Advertisement

Test Runs Drive Auto Mall’s Neighbors to Distraction

Share
Times Staff Writer

Edward Butler has pelted them with rags and clumps of sod. He has squirted water at them, he has complained about them and he has circulated a petition demanding the city take action against them.

Car salesmen who take their customers on test drives through Butler’s housing tract drive Butler to distraction. If they don’t cease soon, Butler threatens to organize picket lines at the Cerritos Auto Mall, eight acres of car dealerships that lie just across the San Gabriel River channel from his neighborhood.

Butler complains that would-be buyers speed through the tract, endangering children and clogging the streets, especially on weekends. During the week, he says, mechanics drive through the subdivision as they attempt to unravel the secrets of a troubled engine.

Advertisement

Last week Butler returned to the City Council for a second time to declare his displeasure with the test drives, this time bringing with him a petition signed by 200 of his neighbors. “We have a problem there and we’re not being recognized,” he told the council members, who assured him they did care.

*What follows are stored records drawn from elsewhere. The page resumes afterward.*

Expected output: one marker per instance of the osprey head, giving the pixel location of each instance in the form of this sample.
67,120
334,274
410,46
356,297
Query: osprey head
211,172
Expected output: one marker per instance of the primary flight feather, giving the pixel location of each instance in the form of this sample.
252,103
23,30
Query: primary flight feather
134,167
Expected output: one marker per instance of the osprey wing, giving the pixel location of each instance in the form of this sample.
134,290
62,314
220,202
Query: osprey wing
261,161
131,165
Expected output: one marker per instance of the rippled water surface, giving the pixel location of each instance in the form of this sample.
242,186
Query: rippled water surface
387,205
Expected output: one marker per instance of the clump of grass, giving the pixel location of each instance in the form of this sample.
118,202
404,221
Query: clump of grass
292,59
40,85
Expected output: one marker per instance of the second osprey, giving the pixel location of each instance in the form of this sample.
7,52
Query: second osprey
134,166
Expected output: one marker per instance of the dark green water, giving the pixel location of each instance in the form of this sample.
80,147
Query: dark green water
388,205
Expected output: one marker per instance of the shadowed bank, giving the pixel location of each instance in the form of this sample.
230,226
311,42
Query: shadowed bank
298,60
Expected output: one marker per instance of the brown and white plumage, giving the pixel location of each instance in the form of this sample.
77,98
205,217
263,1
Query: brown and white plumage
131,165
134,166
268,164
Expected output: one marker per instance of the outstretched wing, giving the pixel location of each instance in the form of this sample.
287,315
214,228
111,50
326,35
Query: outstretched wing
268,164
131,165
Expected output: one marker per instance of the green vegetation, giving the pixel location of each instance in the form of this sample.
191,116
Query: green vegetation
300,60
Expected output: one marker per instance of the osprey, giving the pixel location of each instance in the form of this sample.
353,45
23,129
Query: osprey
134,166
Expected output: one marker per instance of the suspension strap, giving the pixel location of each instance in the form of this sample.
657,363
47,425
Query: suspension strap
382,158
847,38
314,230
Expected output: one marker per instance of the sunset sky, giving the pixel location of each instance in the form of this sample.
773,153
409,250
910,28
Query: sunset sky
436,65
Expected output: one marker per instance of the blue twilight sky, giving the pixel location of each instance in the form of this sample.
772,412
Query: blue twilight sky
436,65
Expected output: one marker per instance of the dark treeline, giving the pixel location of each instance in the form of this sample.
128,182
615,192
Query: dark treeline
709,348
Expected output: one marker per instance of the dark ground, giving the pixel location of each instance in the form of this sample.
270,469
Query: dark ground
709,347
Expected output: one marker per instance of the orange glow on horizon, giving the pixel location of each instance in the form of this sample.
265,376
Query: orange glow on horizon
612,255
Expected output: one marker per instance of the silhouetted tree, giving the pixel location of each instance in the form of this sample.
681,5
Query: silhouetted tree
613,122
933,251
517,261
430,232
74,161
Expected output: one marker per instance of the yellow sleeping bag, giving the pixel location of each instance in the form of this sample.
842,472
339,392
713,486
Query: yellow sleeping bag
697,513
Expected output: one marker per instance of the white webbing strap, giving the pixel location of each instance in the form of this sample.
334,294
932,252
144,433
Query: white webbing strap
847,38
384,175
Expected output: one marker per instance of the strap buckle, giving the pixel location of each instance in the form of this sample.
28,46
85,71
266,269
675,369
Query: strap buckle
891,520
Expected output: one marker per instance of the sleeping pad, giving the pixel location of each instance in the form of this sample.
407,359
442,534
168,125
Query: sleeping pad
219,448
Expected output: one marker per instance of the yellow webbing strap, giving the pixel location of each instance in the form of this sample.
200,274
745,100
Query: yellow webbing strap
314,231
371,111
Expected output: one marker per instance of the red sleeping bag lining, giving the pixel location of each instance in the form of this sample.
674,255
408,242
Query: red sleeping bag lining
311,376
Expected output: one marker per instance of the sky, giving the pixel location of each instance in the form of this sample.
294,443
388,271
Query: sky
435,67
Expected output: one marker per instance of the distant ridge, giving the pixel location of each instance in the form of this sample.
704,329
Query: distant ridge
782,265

The council has asked City Atty. Kenneth Brown to research possible ordinances that would make residential neighborhoods off-limits to test drives, although Brown indicated in an interview that he was unsure whether such a regulation would be enforceable. The city staff also was instructed last week to look into ways of dealing with the problem. And Councilman Donald Knabe is arranging a meeting with the mall’s 17 auto dealers, whose business annually generates $3 million in sales tax revenue for the city.

The general sales manager of Norm Reeves Honda expressed surprise at the complaints, saying in an interview that his salesmen have been told to stay on commercial thoroughfares. Housing tracts, he added, “are not a particularly good place for a demonstration drive” because of their stop-and-go traffic patterns.

One of Butler’s squirting victims, Moon Nissan salesman Paul Munoz, said he was never instructed to restrict his demonstration drives to commercial streets. He was so angry at being doused on a test drive down San Gabriel Avenue several Sundays ago that he filed a complaint at the Lakewood Sheriff’s Station, contending that Butler could have caused an accident.

Butler says he was chastised by sheriff’s deputies, but vows that he will not put away his hose: “If I have to go to jail, I will.”